Jean Le Cam (FRA, SynerCiel)

Le passage du Horn ? Un grand moment. Le Pacifique est terminé, ma remontée s’annonce plutôt pas mal, il y a une mer normale. Mais à chaque fois c’est pareil. Quand on quitte l’Indien, on va dans le Pacifique et le nom rassure mais il n’a de pacifique que le nom.

Je suis passé à un mille du cap Horn (rires). Au lever du jour, juste au bon moment. J’ai eu un cul bordé de nouilles, incroyable. Je me suis régalé, j’ai fait des vidéos. C’était top. J’ai une histoire avec ce cap Horn. La dernière fois je l’ai passé en double avec Vincent. Pour une course en solitaire, ce n’est pas banal. En 2004, je l’ai passé en tête avec Bonduelle et en 82, je faisais mon service militaire sur euromarché. Ça fera certainement partie de mes plus beaux souvenirs de ce Vendée Globe.

 

Jean-Pierre Dick (FRA, Virbac-Paprec 3)

C’était un lundi noir. J’ai rarement vécu une pire journée en mer. A 2h30 du matin, mon étai a cassé. L’accroche du bas, le loop, a cédé. L’étai principal du bateau, qui tient le mât, n’était plus là donc j’ai été obligé d’abattre et d’essayer de le remettre en place. Avec les vagues, c’était incroyable. Il a fallu toute une journée pour essayer de remettre ça en place. Je suis a peu près arrivé à faire quelque chose de satisfaisant. Il faut repartir mais c’est dur et pour le classement c’est forcément négatif.
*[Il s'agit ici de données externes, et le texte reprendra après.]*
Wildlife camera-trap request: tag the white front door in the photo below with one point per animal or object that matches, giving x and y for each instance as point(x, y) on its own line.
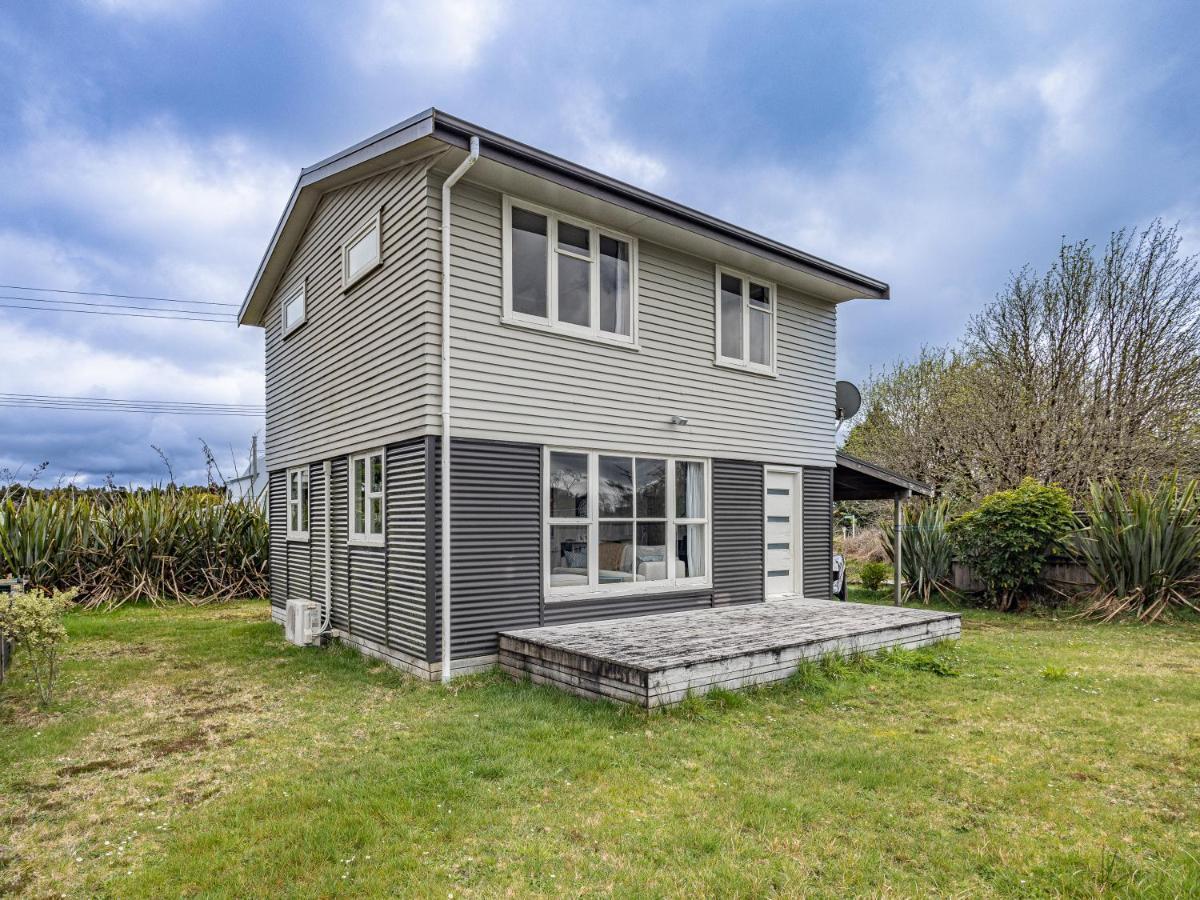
point(783, 532)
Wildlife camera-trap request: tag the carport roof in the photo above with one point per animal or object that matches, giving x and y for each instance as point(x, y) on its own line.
point(856, 479)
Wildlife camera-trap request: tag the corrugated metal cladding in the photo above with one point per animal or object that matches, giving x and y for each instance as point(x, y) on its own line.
point(817, 534)
point(737, 532)
point(390, 595)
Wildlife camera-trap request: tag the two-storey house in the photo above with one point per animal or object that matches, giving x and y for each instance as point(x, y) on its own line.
point(637, 396)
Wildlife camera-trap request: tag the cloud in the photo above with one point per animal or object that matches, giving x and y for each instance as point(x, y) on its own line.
point(587, 120)
point(449, 36)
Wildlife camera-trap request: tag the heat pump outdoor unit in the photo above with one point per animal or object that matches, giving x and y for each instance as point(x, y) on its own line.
point(303, 625)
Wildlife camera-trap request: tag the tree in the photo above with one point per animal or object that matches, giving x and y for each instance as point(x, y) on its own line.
point(1091, 370)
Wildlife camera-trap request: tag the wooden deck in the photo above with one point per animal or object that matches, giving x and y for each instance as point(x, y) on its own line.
point(658, 660)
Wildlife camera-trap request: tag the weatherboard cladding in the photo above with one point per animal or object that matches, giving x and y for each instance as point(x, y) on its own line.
point(363, 369)
point(513, 383)
point(817, 532)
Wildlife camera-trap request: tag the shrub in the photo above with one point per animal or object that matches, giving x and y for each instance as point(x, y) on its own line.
point(873, 575)
point(118, 546)
point(34, 623)
point(1143, 549)
point(927, 555)
point(1006, 540)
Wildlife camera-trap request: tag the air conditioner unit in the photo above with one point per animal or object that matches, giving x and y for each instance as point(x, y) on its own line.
point(303, 623)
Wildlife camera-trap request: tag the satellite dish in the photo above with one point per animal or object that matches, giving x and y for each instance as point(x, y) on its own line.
point(849, 400)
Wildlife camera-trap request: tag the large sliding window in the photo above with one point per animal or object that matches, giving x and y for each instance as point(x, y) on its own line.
point(745, 322)
point(567, 275)
point(366, 498)
point(624, 523)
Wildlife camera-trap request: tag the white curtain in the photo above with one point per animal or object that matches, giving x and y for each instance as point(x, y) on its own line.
point(694, 508)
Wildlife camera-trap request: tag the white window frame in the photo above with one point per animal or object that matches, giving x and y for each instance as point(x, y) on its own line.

C’est dangereux. On se prend des coups. J’ai dû aller rouler ma voile alors que l’était était lâche, c’était hyper dangereux.

 

Thomas Coville (skipper Sodebo)

J’aime bien Alessandro, son parcours. Le Vendée Globe fait partie de ces courses où il y a des gueules. Il y a des gens comme Alessandro qui font leur tour du monde et en plus c’est mon ancien bateau. J’ai de l’affection pour ce bateau qui refait un tour du monde et en plus, avec un personnage attachant.

Je suis passé à moins d’un mille du cap Horn la dernière fois. Le cap Horn, c’est plus une rencontre, c’est un caillou qui a une âme, qui a un regard, une histoire. Il faut penser à tous ceux qui passaient le cap Horn et qui partaient vers une vie nouvelle. Ils quittaient New York pour San Francisco et le Horn était souvent la fin du voyage. Quand on passe là bas, on a l’impression que l’esprit de toutes ces âmes est là.